February 25, 2024

Bucks: Getting Credit if Airfares Fall After You Buy

Daniel Acker/Bloomberg

Most everyone has had the experience of searching carefully for the best airfare and booking a flight, only to see the ticket price later drop. (With fuel prices rising, that might not be happening as often, but it still occurs.)

Airlines typically offer credits or vouchers for the difference in price when that happens, although most of them mute the benefit by imposing a hefty change fee when you try to claim the credit. But a lot of consumers don’t realize they may be eligible for a credit, or don’t act fast enough to claim it. The flier first has to know the fare has dropped, and then must call the airline in time to request the credit before the price goes up again. For that reason, a lot of travelers don’t take advantage of the credit. A recent survey by MasterCard found that 71 percent of people searching for airfares weren’t aware of the availability of such credits and that 10 percent knew they existed but didn’t know how to take advantage of them.

So MasterCard has teamed with the travel site Yapta to offer a service aimed at making it easier for travelers to claim the credit. Called MasterCard PriceAssure, it works like this: You go to the service’s Web site and enroll your MasterCard. Then, you use your card to buy your ticket directly from an airline and elect to have PriceAssure track your itinerary. (The service is available on major carriers including Delta, American, United and JetBlue. It’s not available for flights booked through a travel agent or a third-party Web site.)

If the price drops before your flight departs and you’re eligible for a credit, you get an e-mail telling you so. (Yapta offers this level of service free for fliers, regardless of what credit card you pay with, by tracking your confirmation number.)

At that point you have two options. You can call the airline’s customer service line yourself, and pay no charge.  Or, for a fee — $19.95 per itinerary, regardless of the number of people traveling — you can have MasterCard’s PriceAssure do the work for you and notify you of the credit. Registering and having your fare tracked is free; you pay the fee only if you’re eligible for a credit and you have MasterCard arrange for it.
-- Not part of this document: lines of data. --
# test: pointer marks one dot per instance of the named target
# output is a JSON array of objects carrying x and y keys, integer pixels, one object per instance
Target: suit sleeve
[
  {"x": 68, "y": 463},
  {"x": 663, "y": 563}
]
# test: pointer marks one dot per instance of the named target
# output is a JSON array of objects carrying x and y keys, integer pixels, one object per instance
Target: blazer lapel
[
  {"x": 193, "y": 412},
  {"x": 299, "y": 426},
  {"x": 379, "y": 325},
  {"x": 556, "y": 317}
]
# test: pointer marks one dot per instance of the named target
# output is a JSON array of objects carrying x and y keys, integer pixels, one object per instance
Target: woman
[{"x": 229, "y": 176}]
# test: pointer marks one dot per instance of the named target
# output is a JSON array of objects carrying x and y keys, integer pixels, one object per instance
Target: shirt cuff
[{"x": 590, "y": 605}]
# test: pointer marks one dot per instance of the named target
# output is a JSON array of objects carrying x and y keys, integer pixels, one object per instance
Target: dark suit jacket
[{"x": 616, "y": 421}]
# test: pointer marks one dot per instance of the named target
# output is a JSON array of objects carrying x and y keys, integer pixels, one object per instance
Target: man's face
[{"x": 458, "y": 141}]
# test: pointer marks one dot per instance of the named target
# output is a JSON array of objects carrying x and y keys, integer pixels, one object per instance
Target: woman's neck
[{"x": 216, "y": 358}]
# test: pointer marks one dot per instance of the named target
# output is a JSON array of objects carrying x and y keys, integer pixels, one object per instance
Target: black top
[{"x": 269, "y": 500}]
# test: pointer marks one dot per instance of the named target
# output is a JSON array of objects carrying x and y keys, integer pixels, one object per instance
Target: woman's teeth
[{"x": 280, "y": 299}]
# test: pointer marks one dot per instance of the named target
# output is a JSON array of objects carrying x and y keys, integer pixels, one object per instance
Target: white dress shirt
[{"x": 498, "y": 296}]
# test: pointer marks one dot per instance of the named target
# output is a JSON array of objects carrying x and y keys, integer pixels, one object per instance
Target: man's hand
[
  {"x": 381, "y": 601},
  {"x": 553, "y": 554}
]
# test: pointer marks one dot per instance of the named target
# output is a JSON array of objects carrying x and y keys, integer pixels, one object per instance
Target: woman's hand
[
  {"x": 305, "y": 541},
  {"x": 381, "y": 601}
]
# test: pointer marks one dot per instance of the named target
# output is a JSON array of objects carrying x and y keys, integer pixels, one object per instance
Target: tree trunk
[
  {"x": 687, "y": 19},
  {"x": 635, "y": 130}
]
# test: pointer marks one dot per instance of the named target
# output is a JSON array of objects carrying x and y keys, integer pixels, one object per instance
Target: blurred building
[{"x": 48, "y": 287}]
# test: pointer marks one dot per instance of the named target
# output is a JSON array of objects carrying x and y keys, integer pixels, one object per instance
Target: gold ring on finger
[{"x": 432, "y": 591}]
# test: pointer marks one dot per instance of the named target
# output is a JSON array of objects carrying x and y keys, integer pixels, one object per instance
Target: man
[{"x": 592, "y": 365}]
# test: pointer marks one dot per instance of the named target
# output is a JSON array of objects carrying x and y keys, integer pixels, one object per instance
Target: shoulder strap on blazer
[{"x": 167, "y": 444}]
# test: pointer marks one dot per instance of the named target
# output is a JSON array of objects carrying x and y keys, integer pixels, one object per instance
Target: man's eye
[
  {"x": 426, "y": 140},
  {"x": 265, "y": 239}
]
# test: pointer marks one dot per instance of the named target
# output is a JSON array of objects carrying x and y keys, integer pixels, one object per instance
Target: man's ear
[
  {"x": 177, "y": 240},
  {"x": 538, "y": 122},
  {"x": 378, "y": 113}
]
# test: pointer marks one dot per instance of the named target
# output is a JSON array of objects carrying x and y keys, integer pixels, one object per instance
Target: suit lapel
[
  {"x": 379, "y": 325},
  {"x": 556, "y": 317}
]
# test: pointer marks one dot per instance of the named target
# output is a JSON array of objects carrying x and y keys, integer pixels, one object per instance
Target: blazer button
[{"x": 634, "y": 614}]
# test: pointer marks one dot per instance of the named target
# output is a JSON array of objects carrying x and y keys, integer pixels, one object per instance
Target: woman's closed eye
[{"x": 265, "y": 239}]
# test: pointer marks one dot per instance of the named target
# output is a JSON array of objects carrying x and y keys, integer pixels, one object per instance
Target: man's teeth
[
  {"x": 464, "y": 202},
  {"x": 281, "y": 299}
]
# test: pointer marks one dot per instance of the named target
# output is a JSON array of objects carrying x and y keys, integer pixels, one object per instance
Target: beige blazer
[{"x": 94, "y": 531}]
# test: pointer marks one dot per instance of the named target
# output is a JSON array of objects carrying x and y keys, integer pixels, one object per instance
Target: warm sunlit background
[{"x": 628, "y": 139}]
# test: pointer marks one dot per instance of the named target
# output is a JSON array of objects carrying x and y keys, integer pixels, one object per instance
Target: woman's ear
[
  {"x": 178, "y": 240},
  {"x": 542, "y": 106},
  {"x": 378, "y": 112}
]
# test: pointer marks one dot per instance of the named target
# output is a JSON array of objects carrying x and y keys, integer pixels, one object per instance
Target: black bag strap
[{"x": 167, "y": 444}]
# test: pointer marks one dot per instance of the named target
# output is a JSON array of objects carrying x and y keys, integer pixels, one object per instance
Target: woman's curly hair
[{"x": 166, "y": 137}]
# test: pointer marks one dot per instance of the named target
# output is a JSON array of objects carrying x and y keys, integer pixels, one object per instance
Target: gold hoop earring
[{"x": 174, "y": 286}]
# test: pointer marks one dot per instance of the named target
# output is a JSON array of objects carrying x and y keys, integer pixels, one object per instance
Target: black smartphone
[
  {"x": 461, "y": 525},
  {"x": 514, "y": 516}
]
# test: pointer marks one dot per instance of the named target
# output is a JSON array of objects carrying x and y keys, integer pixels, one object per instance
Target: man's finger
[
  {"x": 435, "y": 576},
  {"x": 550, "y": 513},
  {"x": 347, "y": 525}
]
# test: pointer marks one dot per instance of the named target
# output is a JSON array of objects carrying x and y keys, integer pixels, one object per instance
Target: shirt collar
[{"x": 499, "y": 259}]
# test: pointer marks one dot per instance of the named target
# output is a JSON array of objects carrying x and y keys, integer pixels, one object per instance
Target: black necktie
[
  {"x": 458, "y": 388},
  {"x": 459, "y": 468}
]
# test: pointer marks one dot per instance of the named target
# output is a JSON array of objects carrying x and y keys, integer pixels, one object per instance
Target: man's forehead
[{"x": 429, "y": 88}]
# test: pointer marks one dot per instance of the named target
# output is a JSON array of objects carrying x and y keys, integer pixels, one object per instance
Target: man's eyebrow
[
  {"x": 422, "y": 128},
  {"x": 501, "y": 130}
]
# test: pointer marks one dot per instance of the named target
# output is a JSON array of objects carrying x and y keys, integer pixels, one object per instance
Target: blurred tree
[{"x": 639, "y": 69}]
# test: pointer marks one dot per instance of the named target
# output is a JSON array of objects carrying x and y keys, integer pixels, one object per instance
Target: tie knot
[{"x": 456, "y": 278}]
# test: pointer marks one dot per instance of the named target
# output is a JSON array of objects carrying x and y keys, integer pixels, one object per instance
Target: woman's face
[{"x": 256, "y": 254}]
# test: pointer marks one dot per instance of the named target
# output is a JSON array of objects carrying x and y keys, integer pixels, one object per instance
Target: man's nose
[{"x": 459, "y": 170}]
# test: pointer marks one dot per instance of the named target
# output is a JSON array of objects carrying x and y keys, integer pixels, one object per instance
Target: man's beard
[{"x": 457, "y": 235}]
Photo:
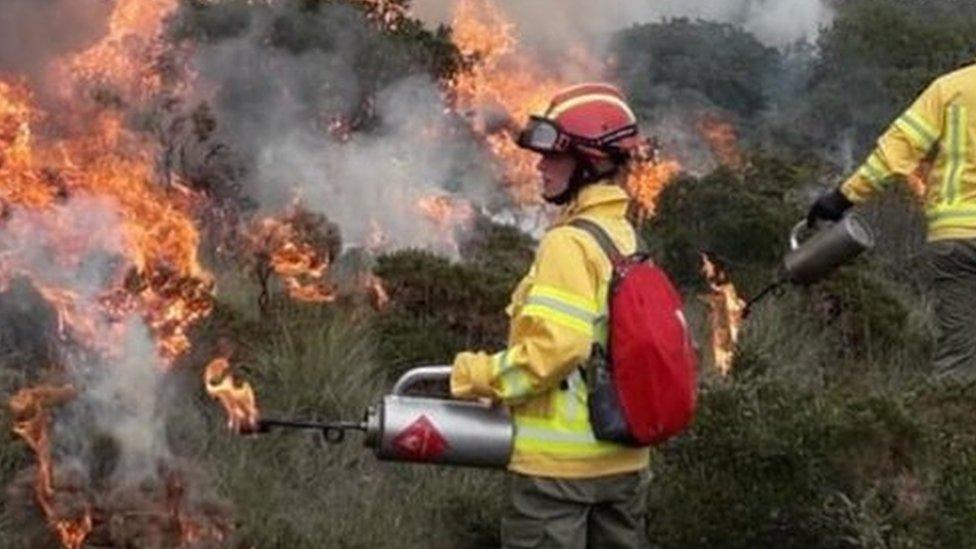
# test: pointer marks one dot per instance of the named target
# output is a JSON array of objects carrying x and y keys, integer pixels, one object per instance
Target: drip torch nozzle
[
  {"x": 775, "y": 288},
  {"x": 333, "y": 431}
]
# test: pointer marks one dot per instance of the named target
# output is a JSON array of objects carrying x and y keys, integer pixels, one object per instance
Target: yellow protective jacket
[
  {"x": 937, "y": 128},
  {"x": 557, "y": 312}
]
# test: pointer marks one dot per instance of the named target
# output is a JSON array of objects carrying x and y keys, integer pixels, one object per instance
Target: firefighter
[
  {"x": 937, "y": 129},
  {"x": 567, "y": 489}
]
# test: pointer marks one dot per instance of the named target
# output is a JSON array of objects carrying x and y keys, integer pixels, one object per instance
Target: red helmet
[{"x": 592, "y": 120}]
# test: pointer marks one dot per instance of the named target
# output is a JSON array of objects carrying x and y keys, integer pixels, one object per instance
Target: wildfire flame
[
  {"x": 723, "y": 139},
  {"x": 289, "y": 247},
  {"x": 725, "y": 313},
  {"x": 85, "y": 154},
  {"x": 501, "y": 87},
  {"x": 237, "y": 399},
  {"x": 32, "y": 422}
]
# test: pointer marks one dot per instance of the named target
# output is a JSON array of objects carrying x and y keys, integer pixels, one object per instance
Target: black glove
[{"x": 829, "y": 207}]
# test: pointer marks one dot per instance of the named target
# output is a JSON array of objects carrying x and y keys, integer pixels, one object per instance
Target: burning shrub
[
  {"x": 742, "y": 219},
  {"x": 441, "y": 307}
]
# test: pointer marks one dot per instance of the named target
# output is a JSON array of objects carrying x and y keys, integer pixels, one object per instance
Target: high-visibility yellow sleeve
[
  {"x": 551, "y": 332},
  {"x": 912, "y": 137}
]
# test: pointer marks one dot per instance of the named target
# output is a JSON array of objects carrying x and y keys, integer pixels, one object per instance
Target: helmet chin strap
[{"x": 585, "y": 173}]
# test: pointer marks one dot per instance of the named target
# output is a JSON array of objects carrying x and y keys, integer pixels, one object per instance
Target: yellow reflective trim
[
  {"x": 563, "y": 319},
  {"x": 918, "y": 130},
  {"x": 546, "y": 438},
  {"x": 956, "y": 152},
  {"x": 561, "y": 307},
  {"x": 573, "y": 300},
  {"x": 874, "y": 171}
]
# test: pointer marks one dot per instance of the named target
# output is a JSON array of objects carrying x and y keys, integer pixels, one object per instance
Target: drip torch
[
  {"x": 424, "y": 429},
  {"x": 813, "y": 258}
]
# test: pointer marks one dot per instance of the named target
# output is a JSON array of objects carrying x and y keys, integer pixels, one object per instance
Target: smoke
[
  {"x": 35, "y": 32},
  {"x": 346, "y": 139},
  {"x": 121, "y": 386},
  {"x": 561, "y": 24}
]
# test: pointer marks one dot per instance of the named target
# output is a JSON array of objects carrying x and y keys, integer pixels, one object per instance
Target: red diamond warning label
[{"x": 420, "y": 441}]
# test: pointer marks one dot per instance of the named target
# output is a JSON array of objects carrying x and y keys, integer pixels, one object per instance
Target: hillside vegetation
[{"x": 829, "y": 431}]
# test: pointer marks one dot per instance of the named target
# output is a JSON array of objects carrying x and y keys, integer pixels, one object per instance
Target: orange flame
[
  {"x": 290, "y": 253},
  {"x": 647, "y": 179},
  {"x": 501, "y": 86},
  {"x": 499, "y": 89},
  {"x": 87, "y": 152},
  {"x": 722, "y": 139},
  {"x": 237, "y": 399},
  {"x": 32, "y": 422},
  {"x": 724, "y": 315}
]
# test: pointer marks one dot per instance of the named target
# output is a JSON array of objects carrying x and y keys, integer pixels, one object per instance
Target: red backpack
[{"x": 641, "y": 388}]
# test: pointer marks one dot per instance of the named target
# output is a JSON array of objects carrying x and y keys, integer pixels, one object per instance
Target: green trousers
[
  {"x": 603, "y": 512},
  {"x": 952, "y": 265}
]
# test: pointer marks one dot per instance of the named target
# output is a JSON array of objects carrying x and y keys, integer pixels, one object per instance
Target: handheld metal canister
[
  {"x": 824, "y": 251},
  {"x": 438, "y": 430}
]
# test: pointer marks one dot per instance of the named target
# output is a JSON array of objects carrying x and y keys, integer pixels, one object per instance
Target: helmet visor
[{"x": 541, "y": 135}]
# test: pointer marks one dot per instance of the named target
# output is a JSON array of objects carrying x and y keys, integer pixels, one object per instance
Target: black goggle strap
[{"x": 606, "y": 140}]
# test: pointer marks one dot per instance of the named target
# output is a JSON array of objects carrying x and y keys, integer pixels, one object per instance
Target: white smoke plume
[
  {"x": 567, "y": 23},
  {"x": 35, "y": 32},
  {"x": 370, "y": 181}
]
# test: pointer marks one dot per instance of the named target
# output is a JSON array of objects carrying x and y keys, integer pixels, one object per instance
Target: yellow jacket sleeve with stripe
[
  {"x": 551, "y": 328},
  {"x": 910, "y": 139}
]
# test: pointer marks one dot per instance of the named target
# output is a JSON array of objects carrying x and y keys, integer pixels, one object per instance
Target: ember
[
  {"x": 723, "y": 139},
  {"x": 725, "y": 312},
  {"x": 237, "y": 399}
]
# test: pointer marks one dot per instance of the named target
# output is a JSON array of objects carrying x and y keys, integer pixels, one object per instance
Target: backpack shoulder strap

There’s a couple of big caveats, though — mostly because of the big airlines’ practice of charging a change fee even if you’re not switching your itinerary. Such fees are as much as $150 for domestic flights on Delta, United and US Airways. American uses a variable change-fee structure that can go as high as $250 for domestic flights and up to $500 for international flights. So the drop in the fare needs to be significant — at least $169.95 for a domestic ticket, if you add in the PriceAssure fee, for you to actually claim a credit on the pricier airlines. Other airlines’ fees are lower ($100 for Virgin America; $75 on AirTran), so the change in fare needn’t be as drastic for you to qualify. JetBlue does not charge a change fee if you’re only claiming a lower fare, so you may be more likely to actually collect a credit on their flights.

Here’s an example from the PriceAssure Web site:

You paid: $580.80

New Fare: $316.40

Difference: $264.40

Less change fee plus Price Assure fee: $150 plus $19.95 = $169.95

Your credit: $94.45

In a trial run of the service, the average savings for those who qualified for a credit was $140. According to Yapta, the average flight has 21 price changes over a 45-day tracking period.

The credit is good for future travel on that same airline — you don’t get an actual refund on your MasterCard billing statement (unless you bought a refundable ticket; those fares are generally refunded to the card you used to pay). Practices vary by airline, but most carriers send an e-mail to fliers to document the credit. Generally, credits must be used within a year.

The main benefit of the service, a Yapta spokesman said in an e-mail, is it lets you avoid the “long and cumbersome” process of calling airline customer service to arrange for the credit.

Have you ever claimed a credit for an airfare that rose after you purchased a ticket? Do you think this new service is worth the fee?